3. Paragraphs 1 and 2 shall not apply to the extent that processing is necessary:
a) for exercising the right of freedom of expression and information;
b) for compliance with a legal obligation which requires processing by Union or Member State law to which the controller is subject or for the performance of a task carried out in the public interest or in the exercise of official authority vested in the controller;
c) for reasons of public interest in the area of public health in accordance with points (h) and (i) of Article 9(2) as well as Article 9(3);
d) for archiving purposes in the public interest, scientific or historical research purposes or statistical purposes in accordance with Article 89(1) in so far as the right referred to in paragraph 1 is likely to render impossible or seriously impair the achievement of the objectives of that processing; or
e) for the establishment, exercise or defense of legal claims.”
In Turkey, it is regulated in Article 7/1 of the KVKK:
“Everyone has the right to demand the protection of their personal data. This right includes being informed about personal data concerning oneself, accessing this data, requesting the correction or deletion of this data, and learning whether this data is being used for its intended purposes. Personal data can only be processed in cases stipulated by law or with the explicit consent of the individual. The principles and procedures for the protection of personal data are regulated by law.”

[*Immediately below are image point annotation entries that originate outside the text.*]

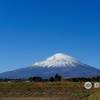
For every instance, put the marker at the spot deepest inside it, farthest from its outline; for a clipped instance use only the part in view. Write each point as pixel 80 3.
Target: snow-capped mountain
pixel 58 60
pixel 59 63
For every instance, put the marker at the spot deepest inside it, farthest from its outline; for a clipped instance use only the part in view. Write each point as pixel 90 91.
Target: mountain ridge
pixel 59 63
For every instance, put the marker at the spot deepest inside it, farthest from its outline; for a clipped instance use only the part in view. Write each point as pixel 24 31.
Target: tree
pixel 57 78
pixel 35 79
pixel 51 79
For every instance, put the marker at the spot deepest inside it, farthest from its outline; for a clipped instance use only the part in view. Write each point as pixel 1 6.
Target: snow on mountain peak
pixel 57 60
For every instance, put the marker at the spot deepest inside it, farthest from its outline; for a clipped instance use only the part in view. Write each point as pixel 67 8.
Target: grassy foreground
pixel 54 90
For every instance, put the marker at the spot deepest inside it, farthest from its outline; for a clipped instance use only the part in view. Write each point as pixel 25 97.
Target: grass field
pixel 46 91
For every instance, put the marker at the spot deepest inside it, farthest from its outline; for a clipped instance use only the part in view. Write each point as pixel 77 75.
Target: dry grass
pixel 46 91
pixel 32 98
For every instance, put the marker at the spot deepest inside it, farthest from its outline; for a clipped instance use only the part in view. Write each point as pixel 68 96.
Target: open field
pixel 47 91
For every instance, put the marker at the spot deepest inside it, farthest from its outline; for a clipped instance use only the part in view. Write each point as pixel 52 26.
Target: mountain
pixel 59 63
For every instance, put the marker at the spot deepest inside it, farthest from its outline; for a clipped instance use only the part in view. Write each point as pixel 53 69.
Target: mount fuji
pixel 59 63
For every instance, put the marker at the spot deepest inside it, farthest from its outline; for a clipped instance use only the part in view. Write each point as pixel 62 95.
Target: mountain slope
pixel 59 63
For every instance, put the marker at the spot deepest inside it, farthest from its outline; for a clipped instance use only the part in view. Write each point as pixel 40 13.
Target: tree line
pixel 56 78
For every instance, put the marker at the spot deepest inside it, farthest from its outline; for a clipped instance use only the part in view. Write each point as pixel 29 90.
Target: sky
pixel 32 30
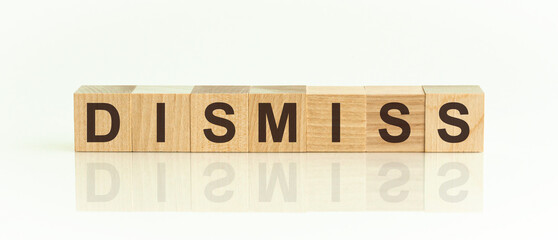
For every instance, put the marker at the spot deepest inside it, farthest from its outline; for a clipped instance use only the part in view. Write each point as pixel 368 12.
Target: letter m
pixel 277 130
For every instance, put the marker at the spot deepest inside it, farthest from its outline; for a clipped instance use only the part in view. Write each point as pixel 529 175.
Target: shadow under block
pixel 109 118
pixel 281 128
pixel 336 119
pixel 398 103
pixel 219 119
pixel 454 119
pixel 161 118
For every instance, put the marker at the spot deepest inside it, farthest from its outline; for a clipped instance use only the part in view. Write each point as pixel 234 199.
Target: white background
pixel 49 48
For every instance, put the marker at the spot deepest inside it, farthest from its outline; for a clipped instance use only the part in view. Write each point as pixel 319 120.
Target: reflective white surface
pixel 291 182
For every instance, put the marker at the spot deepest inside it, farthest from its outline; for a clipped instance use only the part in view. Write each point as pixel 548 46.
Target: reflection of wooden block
pixel 219 119
pixel 277 119
pixel 394 119
pixel 276 182
pixel 102 118
pixel 395 181
pixel 161 182
pixel 336 119
pixel 453 182
pixel 335 181
pixel 161 118
pixel 454 119
pixel 103 181
pixel 220 182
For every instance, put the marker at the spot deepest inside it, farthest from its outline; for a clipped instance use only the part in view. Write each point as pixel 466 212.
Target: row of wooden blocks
pixel 279 118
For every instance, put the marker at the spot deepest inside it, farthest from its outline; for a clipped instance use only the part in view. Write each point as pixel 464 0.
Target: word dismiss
pixel 279 118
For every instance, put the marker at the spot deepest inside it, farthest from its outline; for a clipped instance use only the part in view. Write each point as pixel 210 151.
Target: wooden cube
pixel 336 119
pixel 454 119
pixel 277 119
pixel 394 119
pixel 161 118
pixel 219 119
pixel 102 118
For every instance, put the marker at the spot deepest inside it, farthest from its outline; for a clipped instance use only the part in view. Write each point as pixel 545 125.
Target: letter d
pixel 114 127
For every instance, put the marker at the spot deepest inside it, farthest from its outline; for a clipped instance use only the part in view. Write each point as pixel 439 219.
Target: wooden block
pixel 395 181
pixel 394 119
pixel 219 119
pixel 277 119
pixel 454 119
pixel 336 119
pixel 161 118
pixel 453 182
pixel 102 118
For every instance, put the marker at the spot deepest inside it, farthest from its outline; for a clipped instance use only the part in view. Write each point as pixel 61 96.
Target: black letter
pixel 219 121
pixel 336 122
pixel 405 128
pixel 115 119
pixel 454 122
pixel 289 111
pixel 160 122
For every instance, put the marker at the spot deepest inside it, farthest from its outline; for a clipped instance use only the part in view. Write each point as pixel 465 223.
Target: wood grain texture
pixel 117 96
pixel 176 101
pixel 352 119
pixel 413 98
pixel 277 96
pixel 201 98
pixel 473 99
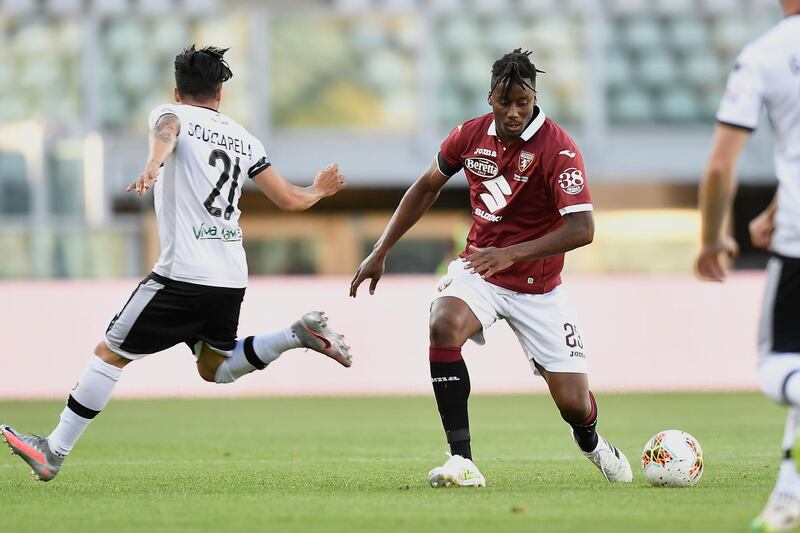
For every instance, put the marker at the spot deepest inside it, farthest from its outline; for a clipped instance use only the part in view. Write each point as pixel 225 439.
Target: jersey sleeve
pixel 449 158
pixel 568 182
pixel 741 105
pixel 258 160
pixel 160 111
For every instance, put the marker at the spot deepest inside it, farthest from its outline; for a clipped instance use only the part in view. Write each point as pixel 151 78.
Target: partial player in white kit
pixel 766 76
pixel 530 204
pixel 195 290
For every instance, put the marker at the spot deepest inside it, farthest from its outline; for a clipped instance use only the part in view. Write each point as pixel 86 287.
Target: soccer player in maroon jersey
pixel 530 204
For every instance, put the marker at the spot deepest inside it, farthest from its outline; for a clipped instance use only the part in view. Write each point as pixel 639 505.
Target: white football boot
pixel 782 512
pixel 456 472
pixel 313 331
pixel 610 460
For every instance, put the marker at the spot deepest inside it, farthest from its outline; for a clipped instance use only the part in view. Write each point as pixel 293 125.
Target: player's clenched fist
pixel 371 268
pixel 329 181
pixel 488 261
pixel 710 264
pixel 146 180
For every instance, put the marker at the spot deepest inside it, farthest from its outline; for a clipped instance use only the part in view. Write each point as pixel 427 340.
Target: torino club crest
pixel 525 160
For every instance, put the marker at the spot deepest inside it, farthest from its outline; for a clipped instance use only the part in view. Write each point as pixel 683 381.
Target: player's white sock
pixel 255 353
pixel 87 399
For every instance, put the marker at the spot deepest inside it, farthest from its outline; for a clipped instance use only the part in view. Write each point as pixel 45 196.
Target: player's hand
pixel 371 268
pixel 761 229
pixel 329 181
pixel 488 261
pixel 146 180
pixel 711 262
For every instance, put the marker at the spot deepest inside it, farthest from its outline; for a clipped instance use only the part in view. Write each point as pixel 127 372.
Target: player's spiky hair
pixel 200 72
pixel 514 67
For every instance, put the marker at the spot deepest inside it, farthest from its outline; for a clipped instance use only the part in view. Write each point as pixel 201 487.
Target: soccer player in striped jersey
pixel 766 76
pixel 197 161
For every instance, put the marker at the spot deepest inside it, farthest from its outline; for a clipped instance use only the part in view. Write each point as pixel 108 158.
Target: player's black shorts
pixel 162 313
pixel 780 321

Although the right to be forgotten was not historically recognized as a legitimate right, its importance has been understood with the evolving technology and digital platforms, and it has become subject to many disputes and court decisions today. One such example is the Constitutional Court’s Decision on Application No. 2013/5653 and N.B.B. Application dated March 3, 2016; in this decision, the applicant requested the deletion of archive records of news articles published years ago about their alleged drug use on a newspaper’s website. The Constitutional Court considered certain criteria and concluded that the relevant news had damaged the applicant’s reputation:
“As of the application date, it is evident that the news in question relates to an event that occurred approximately fourteen years ago and thus has lost its relevance. It cannot be said that it is necessary for a news article regarding drug use for statistical or scientific purposes to be easily accessible on the Internet. In this context, it is evident that the accessibility of news published on the Internet regarding the applicant, who does not have a political or media personality, damages the applicant’s reputation in terms of public interest.”

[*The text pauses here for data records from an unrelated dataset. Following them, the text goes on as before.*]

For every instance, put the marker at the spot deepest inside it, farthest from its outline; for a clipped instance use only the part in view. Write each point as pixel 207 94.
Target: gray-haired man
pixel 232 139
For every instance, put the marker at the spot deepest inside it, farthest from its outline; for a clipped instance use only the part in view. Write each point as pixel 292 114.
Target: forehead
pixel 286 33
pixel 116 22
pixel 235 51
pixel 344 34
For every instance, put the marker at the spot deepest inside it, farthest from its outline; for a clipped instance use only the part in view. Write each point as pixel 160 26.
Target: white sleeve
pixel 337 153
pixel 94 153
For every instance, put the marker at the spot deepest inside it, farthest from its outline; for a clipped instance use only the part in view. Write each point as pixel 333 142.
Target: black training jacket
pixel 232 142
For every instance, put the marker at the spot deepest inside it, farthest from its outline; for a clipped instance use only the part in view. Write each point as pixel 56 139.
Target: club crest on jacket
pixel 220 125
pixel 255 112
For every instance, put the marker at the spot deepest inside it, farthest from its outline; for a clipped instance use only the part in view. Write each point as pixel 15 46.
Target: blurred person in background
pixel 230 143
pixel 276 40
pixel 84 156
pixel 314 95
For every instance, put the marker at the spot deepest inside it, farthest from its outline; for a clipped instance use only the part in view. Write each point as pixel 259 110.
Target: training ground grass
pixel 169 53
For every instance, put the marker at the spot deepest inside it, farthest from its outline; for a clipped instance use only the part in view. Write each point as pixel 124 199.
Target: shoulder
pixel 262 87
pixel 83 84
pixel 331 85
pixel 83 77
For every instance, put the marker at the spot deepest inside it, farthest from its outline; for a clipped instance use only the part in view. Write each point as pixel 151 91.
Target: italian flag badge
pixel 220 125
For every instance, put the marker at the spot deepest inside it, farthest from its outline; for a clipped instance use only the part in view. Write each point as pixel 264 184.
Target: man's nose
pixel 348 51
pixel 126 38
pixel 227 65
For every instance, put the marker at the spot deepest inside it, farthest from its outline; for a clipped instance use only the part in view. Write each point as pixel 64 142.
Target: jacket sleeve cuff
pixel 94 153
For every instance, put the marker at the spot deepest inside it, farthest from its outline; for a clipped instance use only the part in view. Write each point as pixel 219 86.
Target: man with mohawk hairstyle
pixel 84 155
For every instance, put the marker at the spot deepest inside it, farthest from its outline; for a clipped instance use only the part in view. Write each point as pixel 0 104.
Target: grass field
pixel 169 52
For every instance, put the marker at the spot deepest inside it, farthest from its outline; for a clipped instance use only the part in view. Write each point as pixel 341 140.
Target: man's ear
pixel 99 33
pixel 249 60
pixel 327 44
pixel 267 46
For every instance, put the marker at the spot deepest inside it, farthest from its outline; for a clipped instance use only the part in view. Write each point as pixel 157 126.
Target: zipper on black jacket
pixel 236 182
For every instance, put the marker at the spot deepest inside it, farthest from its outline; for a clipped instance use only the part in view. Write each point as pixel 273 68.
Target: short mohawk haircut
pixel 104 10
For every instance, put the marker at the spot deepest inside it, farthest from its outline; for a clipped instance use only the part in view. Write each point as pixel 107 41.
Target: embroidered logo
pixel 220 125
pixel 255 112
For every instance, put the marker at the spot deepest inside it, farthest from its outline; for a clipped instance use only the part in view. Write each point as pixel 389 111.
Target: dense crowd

In essence, the Constitutional Court analyzed the news article and the applicant’s right to be forgotten, conducting a benefit/harm analysis, and consequently decided that the applicant’s reputation had been damaged. This decision serves as a guiding principle in this regard.
Even though the protection of personal data and the right to be forgotten do not have sufficient legal safeguards as of now, these rights, aimed at preserving human dignity and values, are indispensable for individuals to maintain their private lives within the framework of the trust and justice required by a democratic state.